According to Food and Agriculture Organization (FAO) there should be unprecedented shifts in income distribution.
“Half to one billion people who are currently underfed largely they are too poor to buy sufficient food, will continue to go hungry.”
FAO further stressed that in all of the fields of science, there is none that is more basic to the needs of humanity than agricultural research. FAO in a review of agricultural research management noted down that “management skills obviously were not adequate , and hence a constraint.”
In industrialized countries research management has been a concern for years but a fair amount of management knowledge, expertise and capability has been generated and passed down from generation to generation.
In developing economies however, there are few agricultural research organization with indigenous management experience. The task of training is hinged, while resources particularly trained staff are limited.
Based on an extrapolation of data reported in an external program review, there were approximately 115,000 agricultural scientists in developing economies, all of these would benefit from an introduction to agricultural research project management while about ten percent would need the basics of research institution management.
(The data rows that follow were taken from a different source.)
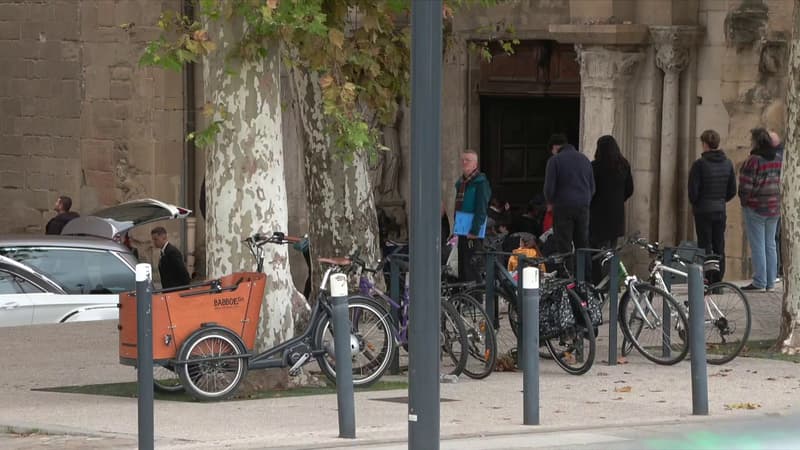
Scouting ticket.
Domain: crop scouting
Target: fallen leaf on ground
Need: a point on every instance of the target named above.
(745, 405)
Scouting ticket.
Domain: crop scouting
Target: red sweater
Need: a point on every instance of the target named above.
(760, 184)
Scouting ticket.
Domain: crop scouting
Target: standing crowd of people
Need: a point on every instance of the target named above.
(583, 204)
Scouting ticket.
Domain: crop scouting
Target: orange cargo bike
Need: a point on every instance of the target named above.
(204, 334)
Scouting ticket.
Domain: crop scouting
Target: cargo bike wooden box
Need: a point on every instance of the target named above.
(215, 321)
(206, 333)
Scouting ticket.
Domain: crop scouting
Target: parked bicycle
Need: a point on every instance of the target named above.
(727, 318)
(206, 332)
(453, 341)
(572, 344)
(651, 320)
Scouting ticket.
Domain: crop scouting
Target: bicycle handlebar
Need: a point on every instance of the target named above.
(277, 237)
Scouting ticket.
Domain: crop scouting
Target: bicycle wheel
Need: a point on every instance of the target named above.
(452, 340)
(506, 337)
(371, 341)
(574, 349)
(627, 346)
(214, 364)
(727, 322)
(165, 379)
(481, 339)
(654, 323)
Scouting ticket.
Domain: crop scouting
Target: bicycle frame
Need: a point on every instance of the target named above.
(367, 288)
(656, 274)
(268, 359)
(630, 288)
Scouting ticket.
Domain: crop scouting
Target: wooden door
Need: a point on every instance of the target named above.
(514, 135)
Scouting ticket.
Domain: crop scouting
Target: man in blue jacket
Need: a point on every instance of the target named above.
(472, 196)
(568, 188)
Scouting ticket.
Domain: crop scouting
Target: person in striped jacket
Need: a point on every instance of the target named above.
(760, 195)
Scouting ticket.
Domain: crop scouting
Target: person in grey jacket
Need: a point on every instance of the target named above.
(568, 188)
(712, 184)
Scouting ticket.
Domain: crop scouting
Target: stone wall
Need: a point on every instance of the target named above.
(78, 116)
(751, 50)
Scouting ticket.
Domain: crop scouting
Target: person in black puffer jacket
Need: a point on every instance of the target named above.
(712, 183)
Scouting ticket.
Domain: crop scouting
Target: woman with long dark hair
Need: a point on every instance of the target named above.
(760, 194)
(613, 186)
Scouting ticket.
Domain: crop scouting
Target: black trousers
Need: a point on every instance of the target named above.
(468, 266)
(710, 229)
(571, 226)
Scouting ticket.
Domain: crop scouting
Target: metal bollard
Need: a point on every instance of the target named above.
(613, 309)
(344, 357)
(530, 333)
(580, 264)
(394, 292)
(697, 342)
(490, 298)
(144, 351)
(666, 324)
(522, 264)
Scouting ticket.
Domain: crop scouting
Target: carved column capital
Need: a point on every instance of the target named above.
(606, 64)
(673, 45)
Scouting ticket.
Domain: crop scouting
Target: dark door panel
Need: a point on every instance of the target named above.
(514, 135)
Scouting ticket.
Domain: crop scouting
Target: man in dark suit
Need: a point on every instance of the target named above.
(64, 215)
(171, 267)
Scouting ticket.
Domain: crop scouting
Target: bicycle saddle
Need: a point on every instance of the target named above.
(335, 261)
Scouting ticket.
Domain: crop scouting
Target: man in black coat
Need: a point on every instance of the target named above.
(712, 183)
(171, 266)
(568, 187)
(64, 215)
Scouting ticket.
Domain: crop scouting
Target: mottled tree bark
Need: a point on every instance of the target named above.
(789, 337)
(342, 215)
(246, 188)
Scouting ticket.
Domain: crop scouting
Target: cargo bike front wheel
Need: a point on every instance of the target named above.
(211, 364)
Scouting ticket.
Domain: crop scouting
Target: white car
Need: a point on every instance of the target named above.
(78, 275)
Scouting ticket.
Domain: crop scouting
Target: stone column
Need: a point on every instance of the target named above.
(672, 44)
(606, 106)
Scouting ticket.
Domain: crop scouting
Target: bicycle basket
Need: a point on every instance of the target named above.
(555, 313)
(591, 299)
(711, 269)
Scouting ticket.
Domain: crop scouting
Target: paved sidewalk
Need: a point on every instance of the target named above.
(483, 414)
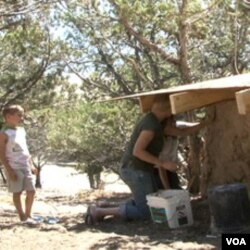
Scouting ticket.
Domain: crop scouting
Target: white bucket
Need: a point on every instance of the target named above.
(172, 206)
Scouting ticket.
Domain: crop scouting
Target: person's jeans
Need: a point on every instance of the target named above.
(141, 184)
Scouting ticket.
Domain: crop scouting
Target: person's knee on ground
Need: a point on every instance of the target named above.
(30, 196)
(18, 205)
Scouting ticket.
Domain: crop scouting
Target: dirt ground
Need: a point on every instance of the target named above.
(70, 231)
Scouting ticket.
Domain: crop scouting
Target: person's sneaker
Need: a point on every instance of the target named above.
(30, 221)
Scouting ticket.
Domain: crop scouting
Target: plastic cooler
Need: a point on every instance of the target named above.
(171, 206)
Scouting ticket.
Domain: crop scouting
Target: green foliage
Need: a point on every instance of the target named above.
(92, 133)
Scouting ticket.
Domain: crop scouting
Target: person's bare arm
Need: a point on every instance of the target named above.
(10, 171)
(140, 151)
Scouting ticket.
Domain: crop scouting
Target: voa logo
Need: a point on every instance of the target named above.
(236, 241)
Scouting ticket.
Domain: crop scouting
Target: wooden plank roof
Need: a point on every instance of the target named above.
(195, 95)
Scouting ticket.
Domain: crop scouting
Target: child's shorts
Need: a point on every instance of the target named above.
(25, 181)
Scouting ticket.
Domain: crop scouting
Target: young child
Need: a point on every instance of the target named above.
(15, 157)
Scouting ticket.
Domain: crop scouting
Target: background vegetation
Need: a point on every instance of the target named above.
(115, 48)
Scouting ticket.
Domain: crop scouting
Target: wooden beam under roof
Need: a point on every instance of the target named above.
(186, 101)
(243, 101)
(230, 83)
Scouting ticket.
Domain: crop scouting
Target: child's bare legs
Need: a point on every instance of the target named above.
(30, 195)
(18, 205)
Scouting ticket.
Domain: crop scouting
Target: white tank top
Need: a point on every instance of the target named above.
(17, 152)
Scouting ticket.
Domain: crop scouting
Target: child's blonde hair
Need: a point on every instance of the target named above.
(12, 109)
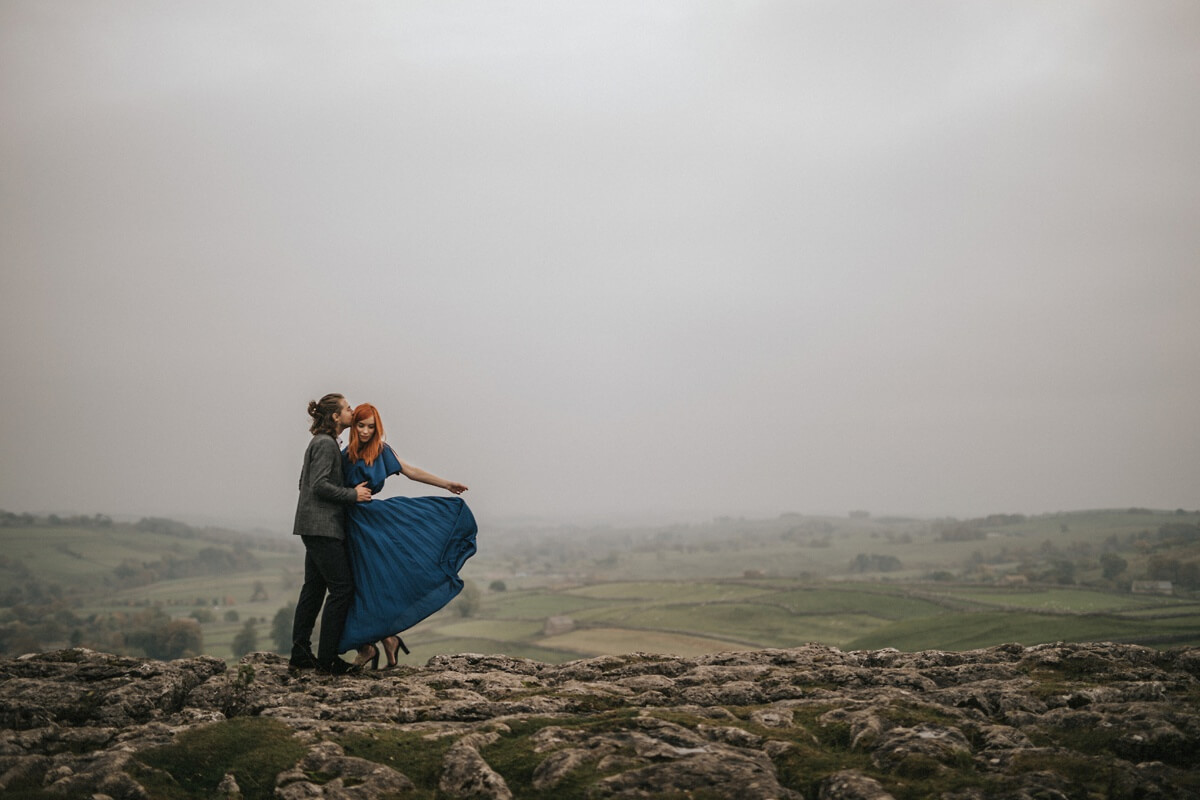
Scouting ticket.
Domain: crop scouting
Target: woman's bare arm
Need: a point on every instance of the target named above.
(418, 474)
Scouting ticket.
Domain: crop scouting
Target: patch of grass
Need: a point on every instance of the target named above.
(971, 630)
(618, 641)
(514, 758)
(407, 752)
(255, 750)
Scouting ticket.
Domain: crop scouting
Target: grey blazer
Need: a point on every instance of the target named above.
(321, 510)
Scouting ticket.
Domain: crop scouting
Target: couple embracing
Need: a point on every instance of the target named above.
(385, 564)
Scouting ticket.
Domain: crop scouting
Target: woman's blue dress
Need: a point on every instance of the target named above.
(405, 552)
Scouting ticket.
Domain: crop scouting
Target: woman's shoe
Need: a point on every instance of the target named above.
(367, 653)
(390, 645)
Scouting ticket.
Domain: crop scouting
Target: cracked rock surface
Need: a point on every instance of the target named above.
(1093, 720)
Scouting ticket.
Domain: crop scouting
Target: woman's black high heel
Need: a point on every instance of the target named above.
(361, 661)
(391, 651)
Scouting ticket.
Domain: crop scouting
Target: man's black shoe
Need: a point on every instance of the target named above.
(337, 667)
(303, 659)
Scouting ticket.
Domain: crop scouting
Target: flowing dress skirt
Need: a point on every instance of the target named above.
(406, 554)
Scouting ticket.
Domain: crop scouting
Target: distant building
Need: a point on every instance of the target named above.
(1152, 588)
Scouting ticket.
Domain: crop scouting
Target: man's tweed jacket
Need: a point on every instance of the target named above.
(321, 510)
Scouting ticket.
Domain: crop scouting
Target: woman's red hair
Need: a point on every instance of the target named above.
(371, 450)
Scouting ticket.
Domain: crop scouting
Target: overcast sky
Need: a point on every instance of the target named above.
(622, 259)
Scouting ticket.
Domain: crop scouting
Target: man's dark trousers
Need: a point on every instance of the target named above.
(327, 567)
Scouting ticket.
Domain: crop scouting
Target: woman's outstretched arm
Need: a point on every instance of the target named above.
(418, 474)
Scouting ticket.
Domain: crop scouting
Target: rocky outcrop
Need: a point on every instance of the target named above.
(1049, 721)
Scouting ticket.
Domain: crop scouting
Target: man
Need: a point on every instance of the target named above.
(321, 523)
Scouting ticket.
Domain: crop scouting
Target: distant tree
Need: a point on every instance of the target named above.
(161, 637)
(281, 629)
(246, 639)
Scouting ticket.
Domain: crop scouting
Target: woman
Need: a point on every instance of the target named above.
(406, 552)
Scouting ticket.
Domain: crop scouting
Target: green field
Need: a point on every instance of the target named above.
(731, 584)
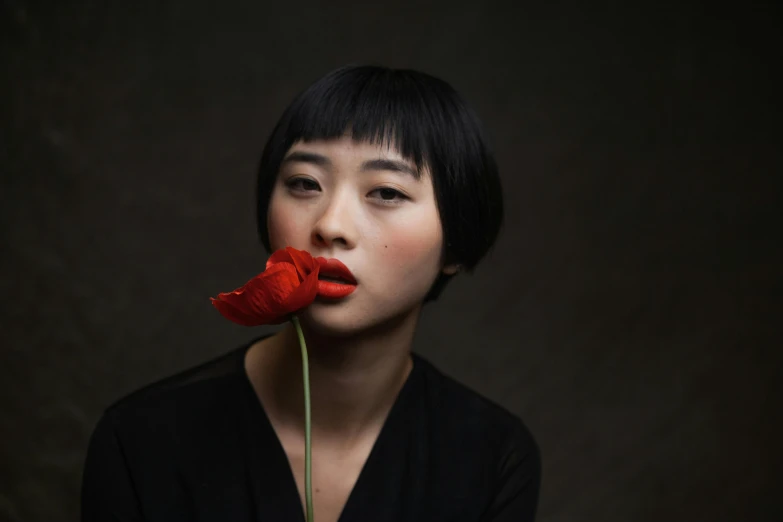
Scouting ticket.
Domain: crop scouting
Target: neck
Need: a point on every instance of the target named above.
(354, 380)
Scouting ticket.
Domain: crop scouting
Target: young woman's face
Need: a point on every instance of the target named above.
(358, 203)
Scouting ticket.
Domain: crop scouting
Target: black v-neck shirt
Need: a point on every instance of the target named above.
(198, 446)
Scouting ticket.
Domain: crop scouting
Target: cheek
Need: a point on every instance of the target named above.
(414, 251)
(281, 224)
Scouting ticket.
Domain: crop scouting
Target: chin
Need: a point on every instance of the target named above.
(343, 319)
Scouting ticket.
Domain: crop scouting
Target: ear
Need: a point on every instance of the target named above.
(451, 269)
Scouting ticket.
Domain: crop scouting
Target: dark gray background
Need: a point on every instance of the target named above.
(630, 312)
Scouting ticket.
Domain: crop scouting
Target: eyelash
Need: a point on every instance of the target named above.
(400, 197)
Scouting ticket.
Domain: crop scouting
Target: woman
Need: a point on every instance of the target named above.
(388, 172)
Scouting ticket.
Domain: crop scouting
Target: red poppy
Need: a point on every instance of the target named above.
(289, 283)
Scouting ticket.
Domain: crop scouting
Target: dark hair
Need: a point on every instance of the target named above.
(428, 122)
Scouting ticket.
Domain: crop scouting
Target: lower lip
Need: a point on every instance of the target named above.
(332, 290)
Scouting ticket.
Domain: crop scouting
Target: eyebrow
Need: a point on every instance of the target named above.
(390, 165)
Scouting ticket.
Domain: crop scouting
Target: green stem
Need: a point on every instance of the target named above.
(308, 442)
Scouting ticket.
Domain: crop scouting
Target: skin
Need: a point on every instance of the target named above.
(359, 346)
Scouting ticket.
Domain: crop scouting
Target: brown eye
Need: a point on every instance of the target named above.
(389, 196)
(302, 184)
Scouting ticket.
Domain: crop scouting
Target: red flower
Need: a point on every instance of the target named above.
(289, 283)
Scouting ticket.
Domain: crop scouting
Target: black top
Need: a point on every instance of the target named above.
(198, 446)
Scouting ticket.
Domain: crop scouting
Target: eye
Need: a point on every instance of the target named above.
(389, 196)
(300, 184)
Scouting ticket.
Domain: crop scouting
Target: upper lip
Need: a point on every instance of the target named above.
(335, 268)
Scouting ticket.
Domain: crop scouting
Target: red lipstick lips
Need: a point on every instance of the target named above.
(339, 281)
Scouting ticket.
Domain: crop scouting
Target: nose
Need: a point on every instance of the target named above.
(336, 224)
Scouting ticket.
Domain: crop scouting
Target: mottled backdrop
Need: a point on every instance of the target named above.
(630, 313)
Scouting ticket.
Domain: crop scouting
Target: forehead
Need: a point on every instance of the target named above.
(346, 148)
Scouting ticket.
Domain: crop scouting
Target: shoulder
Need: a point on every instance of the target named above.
(476, 414)
(195, 396)
(500, 436)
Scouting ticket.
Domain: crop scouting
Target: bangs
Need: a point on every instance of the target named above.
(381, 107)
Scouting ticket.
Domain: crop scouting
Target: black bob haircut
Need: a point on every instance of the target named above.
(427, 122)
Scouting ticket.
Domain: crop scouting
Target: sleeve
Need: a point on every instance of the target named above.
(519, 481)
(107, 492)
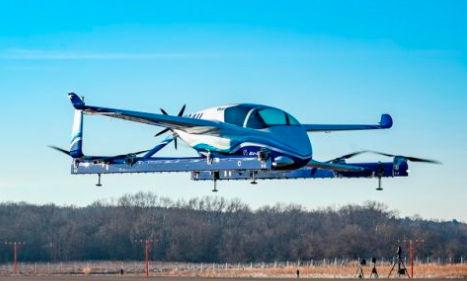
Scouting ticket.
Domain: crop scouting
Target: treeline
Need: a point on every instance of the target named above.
(213, 229)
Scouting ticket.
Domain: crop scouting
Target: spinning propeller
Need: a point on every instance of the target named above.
(180, 114)
(129, 157)
(408, 158)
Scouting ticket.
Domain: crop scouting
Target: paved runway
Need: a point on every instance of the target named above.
(131, 278)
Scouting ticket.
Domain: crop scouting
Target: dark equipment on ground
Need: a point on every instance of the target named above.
(359, 272)
(401, 269)
(374, 272)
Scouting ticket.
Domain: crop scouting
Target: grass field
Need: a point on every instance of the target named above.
(229, 271)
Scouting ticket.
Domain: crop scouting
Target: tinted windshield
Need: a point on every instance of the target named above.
(236, 115)
(267, 117)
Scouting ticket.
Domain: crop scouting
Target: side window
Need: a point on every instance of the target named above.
(292, 121)
(255, 121)
(236, 115)
(273, 117)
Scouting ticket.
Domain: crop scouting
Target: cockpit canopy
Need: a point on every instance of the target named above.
(257, 117)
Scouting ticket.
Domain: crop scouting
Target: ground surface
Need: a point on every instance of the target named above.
(130, 278)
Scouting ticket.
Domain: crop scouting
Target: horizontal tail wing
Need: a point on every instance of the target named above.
(190, 125)
(384, 123)
(334, 167)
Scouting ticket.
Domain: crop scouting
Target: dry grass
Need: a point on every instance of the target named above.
(229, 271)
(328, 271)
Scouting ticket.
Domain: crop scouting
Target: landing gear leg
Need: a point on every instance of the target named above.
(380, 188)
(99, 184)
(215, 177)
(380, 173)
(254, 178)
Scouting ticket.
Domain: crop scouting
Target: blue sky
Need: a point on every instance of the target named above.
(322, 61)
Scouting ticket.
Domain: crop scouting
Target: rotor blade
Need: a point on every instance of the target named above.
(162, 132)
(347, 156)
(60, 150)
(110, 158)
(410, 158)
(182, 110)
(334, 167)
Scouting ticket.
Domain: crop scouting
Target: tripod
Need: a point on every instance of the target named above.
(401, 269)
(359, 272)
(374, 272)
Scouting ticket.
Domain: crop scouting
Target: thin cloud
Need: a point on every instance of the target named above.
(23, 54)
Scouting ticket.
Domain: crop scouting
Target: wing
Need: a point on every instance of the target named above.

There is a great demand for basic project and institution management programs that would be held annually to cope up the shortage. Besides of the basic programs, courses on specialized areas of agricultural research management such as planning, organizations, management information systems(MIS), evaluation, client-institute relations, personnel management, etc. are also needed.
It is clear that FAO and all other active agencies is currently strengthening agricultural research management skills inasmuch that they cannot train all of the world’s agricultural research managers. The only feasible option under the circumstance is to train the trainers, with the hope and expectation that it shall derive a multiplier effect in doing so.